Mme la Maire, Chers collègues,

Je souhaitais m’exprimer ce soir, avec un peu de recul, sur la réforme de l’université qui a tant mobilisé les étudiants cette année dans de nombreuses universités dont celles de Rennes.
Malgré un fort taux d’échec dans certaines filières, particulièrement les premières années, l’université permettait encore, il y a quelques années, d’accueillir tous ceux qui souhaitaient acquérir de nouveaux savoirs. Depuis une dizaine d’années, les coupes budgétaires et les réformes successives mettent à mal le modèle.

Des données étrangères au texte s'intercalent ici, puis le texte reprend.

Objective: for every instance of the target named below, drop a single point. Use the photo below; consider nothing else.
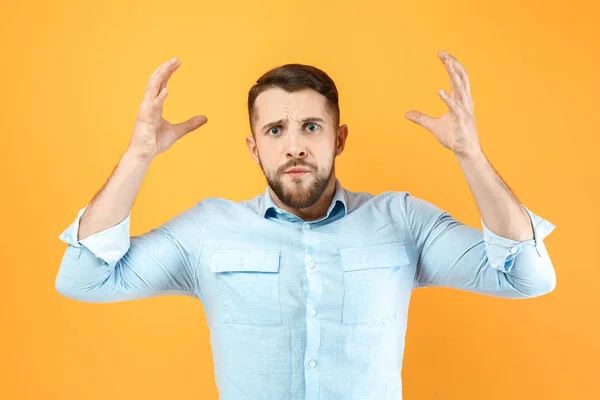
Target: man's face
(295, 131)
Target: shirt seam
(412, 238)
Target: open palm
(455, 129)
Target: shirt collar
(338, 201)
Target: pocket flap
(378, 256)
(245, 261)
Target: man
(306, 287)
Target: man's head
(294, 117)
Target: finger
(155, 81)
(462, 72)
(190, 125)
(419, 118)
(458, 87)
(168, 74)
(452, 104)
(160, 99)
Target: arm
(452, 254)
(509, 259)
(101, 262)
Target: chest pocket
(373, 275)
(248, 285)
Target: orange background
(73, 76)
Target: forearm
(113, 202)
(500, 209)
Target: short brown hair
(294, 77)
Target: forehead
(275, 104)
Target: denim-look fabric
(305, 310)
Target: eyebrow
(281, 121)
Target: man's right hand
(152, 133)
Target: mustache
(295, 163)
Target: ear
(342, 135)
(251, 144)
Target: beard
(298, 196)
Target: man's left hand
(456, 129)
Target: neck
(317, 210)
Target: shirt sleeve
(117, 267)
(452, 254)
(502, 251)
(108, 245)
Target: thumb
(191, 124)
(421, 119)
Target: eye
(313, 127)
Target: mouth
(296, 172)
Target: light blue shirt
(305, 310)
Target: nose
(295, 146)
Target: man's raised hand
(153, 134)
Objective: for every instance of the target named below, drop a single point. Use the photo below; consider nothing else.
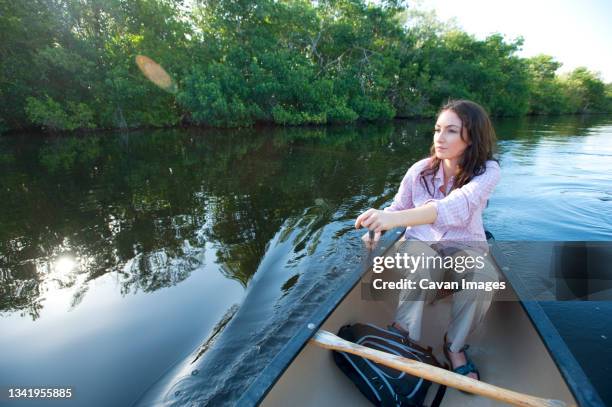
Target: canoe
(508, 348)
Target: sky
(576, 33)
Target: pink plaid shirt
(459, 213)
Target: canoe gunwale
(571, 371)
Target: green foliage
(51, 115)
(68, 64)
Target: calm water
(127, 259)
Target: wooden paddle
(328, 340)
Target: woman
(440, 201)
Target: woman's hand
(370, 239)
(376, 220)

Présenté par le gouvernement Philippe, un nouveau projet de loi ORE (orientation et réussite des étudiants) a été adopté à la suite d’une procédure accélérée, sans réelle concertation préalable. Cette loi prévoit, entre autres, de renforcer la sélection à l’entrée de l’université, pour certaines filières, sur la base du projet professionnel. Cela serait nécessaire dans la mesure où je cite : « le projet de loi traduit la volonté du Gouvernement de poursuivre et d’accélérer l’élévation générale du niveau de qualification de notre jeunesse. »

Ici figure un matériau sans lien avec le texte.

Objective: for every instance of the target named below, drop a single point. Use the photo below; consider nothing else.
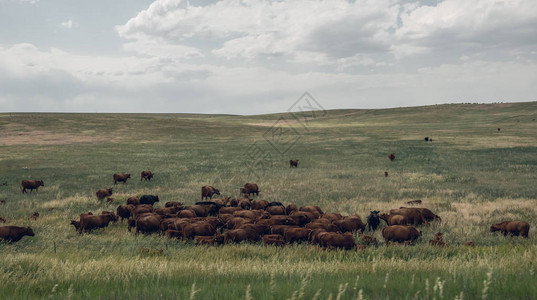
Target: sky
(255, 56)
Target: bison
(103, 193)
(250, 188)
(208, 191)
(31, 185)
(148, 199)
(14, 233)
(147, 175)
(121, 178)
(373, 220)
(515, 228)
(400, 233)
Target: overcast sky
(254, 56)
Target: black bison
(208, 191)
(515, 228)
(400, 233)
(121, 178)
(373, 220)
(250, 188)
(103, 193)
(14, 233)
(31, 185)
(147, 175)
(148, 199)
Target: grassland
(471, 175)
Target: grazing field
(471, 174)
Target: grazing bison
(400, 233)
(103, 193)
(208, 191)
(133, 200)
(124, 211)
(148, 199)
(515, 228)
(394, 219)
(31, 185)
(147, 175)
(250, 188)
(121, 178)
(373, 220)
(14, 233)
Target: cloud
(68, 24)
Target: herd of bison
(245, 219)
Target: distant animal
(250, 188)
(147, 175)
(148, 199)
(400, 233)
(373, 220)
(14, 233)
(515, 228)
(31, 185)
(121, 178)
(208, 191)
(103, 193)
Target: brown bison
(515, 228)
(296, 234)
(400, 233)
(14, 233)
(121, 178)
(350, 224)
(124, 211)
(250, 188)
(394, 219)
(103, 193)
(147, 175)
(31, 185)
(208, 191)
(293, 163)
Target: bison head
(29, 231)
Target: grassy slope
(471, 175)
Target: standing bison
(103, 193)
(250, 188)
(400, 234)
(121, 178)
(14, 233)
(208, 191)
(31, 185)
(515, 228)
(147, 175)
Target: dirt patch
(39, 137)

Le gouvernement prétend ainsi avoir une politique sociale en imposant au futur étudiant de bâtir un projet professionnel pour déterminer son acceptation ou non à l’université.
Pour lui, la réussite des étudiants signifie une insertion professionnelle rapide et de qualité. Dans l’esprit de nos dirigeants, la jeunesse ne semble donc plus avoir le droit à l’échec ou aux détours, aux découvertes, aux expérimentations… Ce nouveau mode de sélection qui se formalisera par un contrat signé entre l’étudiant et l’Université renforce, comme le précédent système du tirage au sort, les inégalités ; cette fois entre ceux qui savent déjà ce qu’ils veulent faire, et ceux qui seront laissés de côté parce qu’ils ont besoin de temps pour élaborer leur projet professionnel.

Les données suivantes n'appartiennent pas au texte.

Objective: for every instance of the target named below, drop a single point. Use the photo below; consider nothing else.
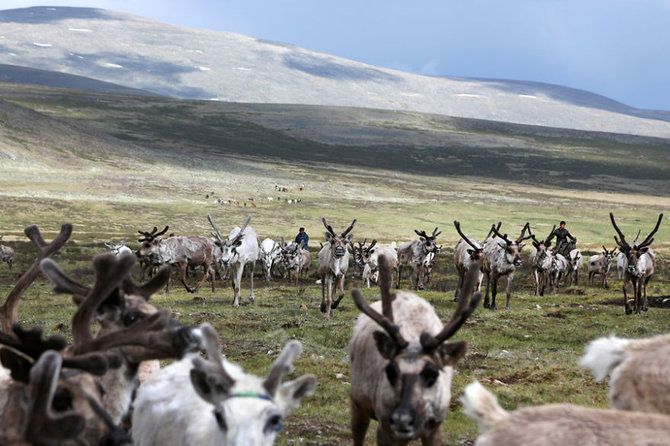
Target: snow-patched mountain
(169, 60)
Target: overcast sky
(617, 48)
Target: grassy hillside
(114, 164)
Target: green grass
(113, 165)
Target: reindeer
(560, 424)
(77, 397)
(123, 307)
(333, 265)
(371, 269)
(600, 264)
(6, 254)
(269, 254)
(575, 261)
(401, 376)
(541, 261)
(641, 265)
(559, 267)
(118, 248)
(238, 249)
(501, 258)
(296, 259)
(465, 257)
(217, 403)
(413, 253)
(362, 253)
(637, 368)
(180, 251)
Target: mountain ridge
(185, 63)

Evidemment, cette réforme ne s’imposera pas à toutes les filières mais le simple fait de l’inscrire dans la loi inscrit cette réforme dans la tradition élitiste de la république française qui a toujours autant de difficultés à mettre en place l’égalité. Vous me dires qu’avec un Président pour qui la devise est : « il y a des gens qui réussissent et des gens qui ne sont rien », nous ne devions pas attendre mieux.

Mais obliger la réussite des étudiants ça veut dire quoi ? Ni plus ni moins que d’avoir un parcours qui réponde à une demande sociale, soit de former très rapidement de jeunes travailleurs.
Pourtant, on sait que la sélection ne réussit pas à tous. Ainsi, le jury de l’ENA décrit des candidats moutonniers incapables de penser par eux-mêmes (titre de Marianne). Il est évident que le principe des grandes écoles n’a jamais été fait pour que les étudiants aient un esprit critique, encore moins maintenant.
Voyez le fossé qui se creuse et l’injonction faite aux étudiants de « préparer leur avenir » plutôt que d’acquérir des connaissances et des savoirs capables d’en faire des citoyens éclairés et responsables.

Les Universités dont l’une des missions est la diffusion d’une culture humaniste seraient-elles, pour certains, un espace d’expression à museler ?
Mme la Maire, chers collègues, vous connaissez mon attachement à la pérennité de nos services publics. L’Université en est un, fondamental pour notre démocratie. Elle doit être ouverte à tous, librement, gratuitement. Les parcours ne doivent pas être fléchés pour des carrières déterminées à l’avance. Dans ce monde où tout s’accélère, laissons à la jeunesse le loisir de prendre son temps quand il n’est plus possible de le faire après. Pour cela, il faut des moyens.
Et, dans ce domaine, force est de constater que l’Etat, comme pour les collectivités, n’est pas prêt à donner plus de moyens aux universités. Pourtant, la situation n’est pas heureuse : les enseignants sont chargés de tâches administratives au détriment de leurs recherches et de l’enseignement, certains doctorants sont contraints de s’expatrier n’ayant aucun débouché professionnel dans les universités françaises.

Chers collègues, je nous engage à soutenir l’autonomie des Universités qui doivent œuvrer en faveur de la transmission des savoirs et de l’émancipation intellectuelle des personnes et non être un prestataire au service d’un marché de l’emploi libéral et déshumanisé.